Just let me roll this smoke, finest Qtiztowf resin, don't you know, and I will proceed with my yarn. That's better. Light it from the engine above my head. The old sugar doesn't mind my drug habits, partly because his nostrils deserted in the trenches of the second Garlic Offensive and he can't smell the pungent dream, so he doesn't know what I'm doing. Not that he's an intolerant sort anyway. The nicest military man I've met in a long while. The Top Zincs in the offices are the unimaginative idiots, not the soldiers in (or above) the field. Consider the zoetrope reels of the Liliaceous Wars. They're all puffing parsley, grooving to Psychopomp Rock, mostly Jammy Cockrix and Joe Henner. No need to worry. Mauve haze, whole in my shoe, voodoo chilblain.

Guess I'm rambling, mind as well as body. Listen up then: it was in the orchards of Lubbalouana that the President came back into my life. I had almost forgotten him, but I still recalled his parting insult before I left the Capital. So I could visualise the words but not his nose. The strings on my mandolin were sighing softly. My socks were maturing, hole and rind, perfect for grating. Everything was mellow ochre, as bald coat singer Pegg Donzelcart might say. Not that he ever did. Too busy cooking green kebabs on his 13-string catarrh — traitor! Anyway, those orchards are the main source of the planet's plums and limes, which is heavy news for twigs, and it was impossible not to impale a thousand or more on our spikes as we pushed gently through.

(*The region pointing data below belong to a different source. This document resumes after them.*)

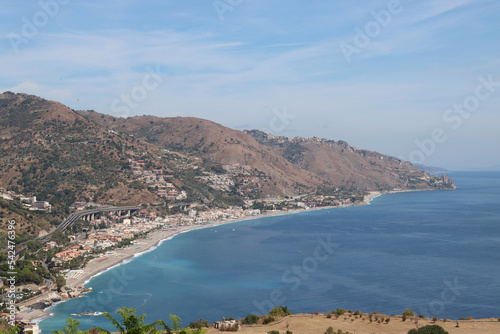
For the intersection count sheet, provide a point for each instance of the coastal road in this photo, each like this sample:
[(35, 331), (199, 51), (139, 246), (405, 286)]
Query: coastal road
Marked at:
[(71, 219)]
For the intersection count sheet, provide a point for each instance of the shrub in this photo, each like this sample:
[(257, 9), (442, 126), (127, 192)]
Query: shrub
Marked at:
[(279, 311), (250, 319), (409, 313), (199, 323), (429, 329), (340, 311)]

However, once clear of Lubbalouana I realised the way the fruit was aligned on our armoured canopy wasn't random. Reading them from the top, a message was apparent. Each plum represented a dot, each lime a dash (a dash of lime is also good in overproof rum) in Morose Code, the glummest genre of encryption known to telegraphites. It was obvious the trees had been planted in a deliberate sequence to ensure this communication. Only the President has enough free time to bother with something so elaborate and unnecessary. Leaning out of the basket and craning my neck upward to read, I understood he was summoning me back to his tower. That is all he ever writes to me for, even on my birthday. The plums and limes demanded my instant return without a please.

"The blasted arrogance of the man!" I grumbled.